DevSecOps Security Automation Engineer

Job Title: DevSecOps Security Automation Engineer

Location: Remote/Hybrid

Position Overview

We are seeking a highly skilled Security Automation Engineer to strengthen our security posture by automating access control, enhancing audit efficiency, and performing comprehensive security and vulnerability assessments.
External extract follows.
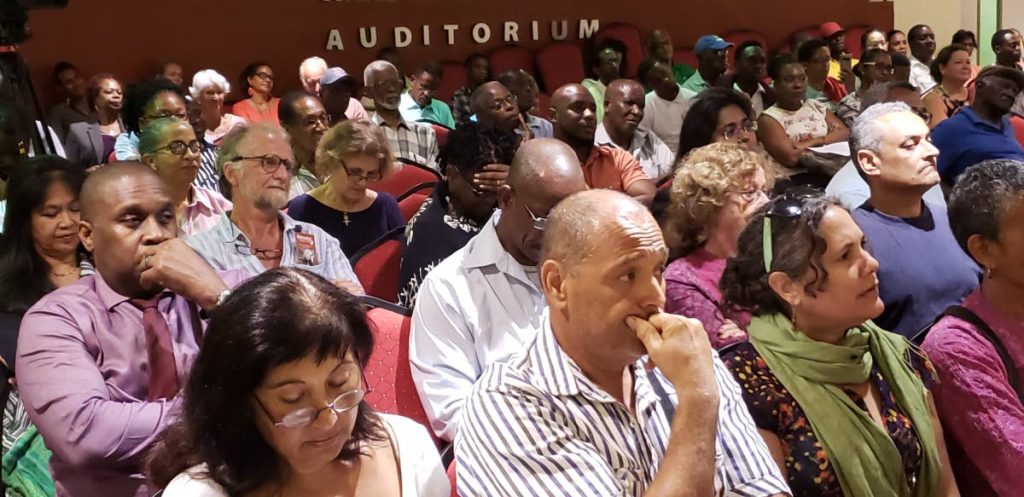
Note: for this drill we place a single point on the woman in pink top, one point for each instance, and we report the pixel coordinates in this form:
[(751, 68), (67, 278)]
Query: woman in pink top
[(257, 82), (716, 189), (981, 413)]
In this role, you will develop continuous testing processes for exposed interfaces and evaluate third-party dependencies across a wide range of applications, including web and embedded systems.

The ideal candidate will design and implement scalable security solutions, perform risk assessments, and collaborate with cross-functional teams to ensure robust, proactive security across the organization.

Key Responsibilities

Third-Party Dependency Evaluation

Investigate, monitor, and assess security risks associated with third-party dependencies, including base Docker images, libraries, and tools.

Security Risk Assessment

Conduct detailed assessments of security vulnerabilities related to third-party components and recommend effective mitigation strategies.

Vulnerability Testing & Triage

Develop and maintain a continuous testing process for exposed interfaces.

Identify vulnerabilities, prioritize remediation, and support development teams in fixing security issues.

Collaboration & Communication

Work closely with engineering, QA, and operations teams to integrate security best practices into the software development lifecycle (SDLC).

Provide technical guidance and security insights to cross-functional stakeholders.

Automate GitHub Access Control

Design and implement automated workflows for managing GitHub access, ensuring secure, efficient, and compliant user management.

Security Audit Efficiency

Automate routine audit checks and integrate advanced tools to streamline and enhance the overall security audit process.

Documentation & Reporting

Maintain comprehensive documentation of security procedures, test results, risk assessments, and process improvements.

Generate clear, actionable reports on security metrics, vulnerabilities, and remediation progress.

Required Qualifications

Bachelor s degree in Computer Science, Information Security, or a related field (or equivalent experience).

3+ years of experience in security engineering, with emphasis on automation, DevSecOps, and vulnerability management.

Hands-on experience with security tools and platforms, including GitHub, GitHub Actions, Docker, and SonarCloud.

Strong understanding of security best practices, risk mitigation strategies, and threat modeling.

Excellent analytical, troubleshooting, and problem-solving skills.

Ability to communicate complex technical concepts clearly to technical and non-technical audiences.

Preferred Qualifications

Experience with package management tools (e.g., Debian/apt, Maven, Python/pip).

Familiarity with AWS Cloud security, CI/CD pipelines, and DevSecOps methodologies.

Experience working in Agile environments and cross-functional collaboration.

Proficiency in scripting and automation (e.g., Python, Bash) for security workflows.

Relevant security certifications (e.g., Security+, GSEC, CEH, GCIH, AWS Security Specialty).